Oil and innovation

There have been numerous articles and books discussing the fact that the Oil is running out, with many dooms day prophesies about the destruction of our economies and way of life coinciding with this decline.

This is partly true, yet I feel the future is going to look a lot brighter than some have anticipated.

Whilst according to BP there is only enough oil to last approximately the next half century, and the world is currently highly dependent on this oil as the foundation of it’s economy, it is worth considering these words spoken by the veteran Saudi oil minister in 2000.

Thirty years from now there will be a huge amount of oil – and no buyers. Oil will be left in the ground. The Stone Age came to an end, not because we had a lack of stones, and the oil age will come to an end not because we have a lack of oil.
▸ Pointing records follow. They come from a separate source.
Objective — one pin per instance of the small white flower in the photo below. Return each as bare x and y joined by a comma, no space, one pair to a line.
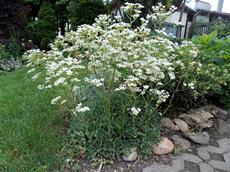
135,111
80,108
54,101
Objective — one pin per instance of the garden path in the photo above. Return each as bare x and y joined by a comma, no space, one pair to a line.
206,159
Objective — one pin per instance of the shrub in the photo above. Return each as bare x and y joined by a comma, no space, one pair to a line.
3,53
85,11
216,54
116,79
44,29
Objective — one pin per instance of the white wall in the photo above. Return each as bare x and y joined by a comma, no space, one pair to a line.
174,19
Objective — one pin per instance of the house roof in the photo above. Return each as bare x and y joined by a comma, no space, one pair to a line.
222,14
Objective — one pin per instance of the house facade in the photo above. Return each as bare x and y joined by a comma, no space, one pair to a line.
197,17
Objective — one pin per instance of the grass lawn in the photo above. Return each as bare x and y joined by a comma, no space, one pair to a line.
30,129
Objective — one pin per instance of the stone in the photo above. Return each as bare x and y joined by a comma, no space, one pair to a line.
200,138
197,117
206,167
228,120
182,125
167,123
217,112
130,156
165,146
223,127
182,142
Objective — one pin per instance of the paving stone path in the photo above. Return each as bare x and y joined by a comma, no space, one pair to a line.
208,159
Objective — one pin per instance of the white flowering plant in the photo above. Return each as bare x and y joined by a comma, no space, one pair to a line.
115,80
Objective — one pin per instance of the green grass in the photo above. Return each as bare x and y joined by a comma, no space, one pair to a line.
30,129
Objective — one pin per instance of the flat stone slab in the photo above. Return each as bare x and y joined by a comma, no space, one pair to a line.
205,159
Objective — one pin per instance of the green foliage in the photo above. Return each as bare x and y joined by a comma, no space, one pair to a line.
45,28
30,129
85,11
107,134
215,53
222,28
3,53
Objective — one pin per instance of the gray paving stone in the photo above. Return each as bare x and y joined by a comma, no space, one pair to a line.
204,167
191,158
203,153
227,157
203,160
220,165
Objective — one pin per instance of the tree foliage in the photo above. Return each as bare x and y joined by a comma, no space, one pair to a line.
85,11
44,29
12,18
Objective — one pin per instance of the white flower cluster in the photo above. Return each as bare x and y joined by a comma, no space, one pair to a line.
113,56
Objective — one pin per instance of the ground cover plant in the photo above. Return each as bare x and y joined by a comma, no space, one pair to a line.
216,53
30,129
119,81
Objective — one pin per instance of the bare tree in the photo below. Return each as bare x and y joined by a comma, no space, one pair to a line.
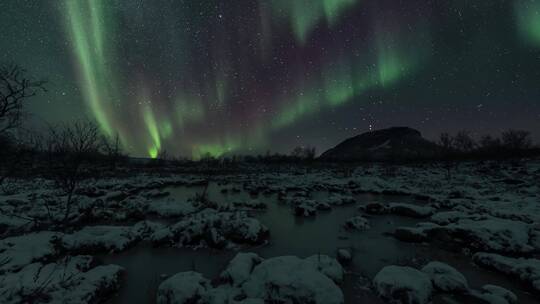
113,150
15,88
72,146
446,141
463,141
303,153
516,139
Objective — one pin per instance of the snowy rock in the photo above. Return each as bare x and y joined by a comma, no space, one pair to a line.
252,204
291,280
491,234
182,288
410,210
327,266
446,278
357,223
376,208
344,256
305,209
447,217
170,208
340,200
493,294
72,280
404,284
116,196
249,279
17,252
498,291
155,193
526,270
212,228
240,268
100,238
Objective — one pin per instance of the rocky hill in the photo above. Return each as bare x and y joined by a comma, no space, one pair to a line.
397,143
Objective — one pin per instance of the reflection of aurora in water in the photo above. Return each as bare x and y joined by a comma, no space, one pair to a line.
211,77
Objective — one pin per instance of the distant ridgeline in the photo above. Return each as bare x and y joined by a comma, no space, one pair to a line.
398,143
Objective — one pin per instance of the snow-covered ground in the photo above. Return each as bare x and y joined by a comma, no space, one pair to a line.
488,212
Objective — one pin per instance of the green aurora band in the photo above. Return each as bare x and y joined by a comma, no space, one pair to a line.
335,83
528,20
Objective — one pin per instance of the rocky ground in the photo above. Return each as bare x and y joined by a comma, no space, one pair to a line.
488,211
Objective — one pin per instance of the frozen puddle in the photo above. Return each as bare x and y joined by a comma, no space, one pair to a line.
372,249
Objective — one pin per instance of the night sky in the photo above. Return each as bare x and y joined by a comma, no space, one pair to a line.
237,76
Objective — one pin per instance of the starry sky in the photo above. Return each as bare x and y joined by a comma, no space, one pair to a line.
248,76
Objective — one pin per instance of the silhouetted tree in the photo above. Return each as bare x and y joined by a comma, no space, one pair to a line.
516,139
463,142
446,141
72,146
303,153
112,150
15,88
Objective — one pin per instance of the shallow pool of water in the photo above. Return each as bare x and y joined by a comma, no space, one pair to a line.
289,235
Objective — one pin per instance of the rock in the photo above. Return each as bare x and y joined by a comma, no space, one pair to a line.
493,294
526,270
240,268
305,209
116,196
498,291
344,256
404,284
92,239
340,200
445,278
292,280
357,223
393,143
17,252
251,280
376,208
213,228
171,208
252,204
71,280
327,266
182,288
410,210
491,234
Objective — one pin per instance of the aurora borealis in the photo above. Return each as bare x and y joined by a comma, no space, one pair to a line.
239,76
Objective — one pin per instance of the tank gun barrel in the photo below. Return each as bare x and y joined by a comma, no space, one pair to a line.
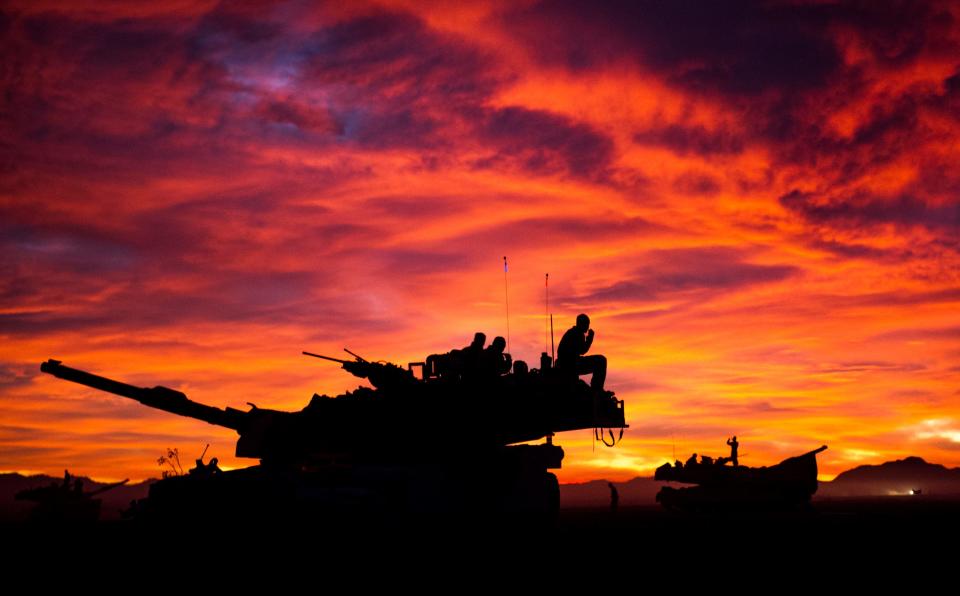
341,361
160,398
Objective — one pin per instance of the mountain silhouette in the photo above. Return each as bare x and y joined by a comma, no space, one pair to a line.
898,477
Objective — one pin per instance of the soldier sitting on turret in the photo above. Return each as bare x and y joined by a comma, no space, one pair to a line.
493,362
570,354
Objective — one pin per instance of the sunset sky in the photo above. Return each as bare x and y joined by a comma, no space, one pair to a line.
756,202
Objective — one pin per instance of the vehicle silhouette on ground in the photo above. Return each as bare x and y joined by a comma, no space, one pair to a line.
720,487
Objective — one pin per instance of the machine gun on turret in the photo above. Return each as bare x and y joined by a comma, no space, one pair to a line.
382,375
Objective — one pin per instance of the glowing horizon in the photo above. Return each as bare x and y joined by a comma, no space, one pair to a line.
763,224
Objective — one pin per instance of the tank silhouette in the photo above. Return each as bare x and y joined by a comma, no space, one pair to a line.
789,484
437,443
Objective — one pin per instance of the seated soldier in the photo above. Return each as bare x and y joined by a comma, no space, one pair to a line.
570,354
493,361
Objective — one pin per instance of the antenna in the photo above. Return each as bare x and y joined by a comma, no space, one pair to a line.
553,352
506,301
546,310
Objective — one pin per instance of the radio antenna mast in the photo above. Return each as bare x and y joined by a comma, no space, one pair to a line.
506,301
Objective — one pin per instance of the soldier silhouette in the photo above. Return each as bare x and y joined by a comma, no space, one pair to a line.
570,354
494,361
734,447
The pace of innovation taking place in renewable energy is fast paced and extremely exciting. It’s beginning to look oil will become redundant before the oil runs out.

Take the Photovoltaic energy sector.

For UK Households, the cost of Solar Panel Roofing has declined dramatically since 2011 from £15,000 for installation, to approximately £5,500 in 2015, making them an increasingly attractive form of energy supply.

It has been widely reported that the costs of Solar Energy will have further to fall as innovation is gathering pace in this sector.

Over the next 10 to 20 years, we are likely to see huge improvements in the reliability, costs and energy capacity of renewable energies, to such an extent that our children and grandchildren will no doubt find it baffling that we used to fuel the entire world on oil.

I expect this will be similar to this generation finding it bizarre that people used to go out and purchase 12” records just to listen to one song!

Robert Bryce, in his book Smaller, Faster, Lighter, Denser, Cheaper, explains how technological innovation has been remarkable and it’s a trend that is likely to continue. As an example of how technology has been dramatically improving, he mentioned the following about the iPhone.

The iPhone has 250,000 times more storage capacity than the computer that went to the moon.

It’s worth bearing that in mind when we consider how we’ll fuel our lives in the future. I expect bright innovations will continue to surprise us lesser minds and the future is most certainly very exciting.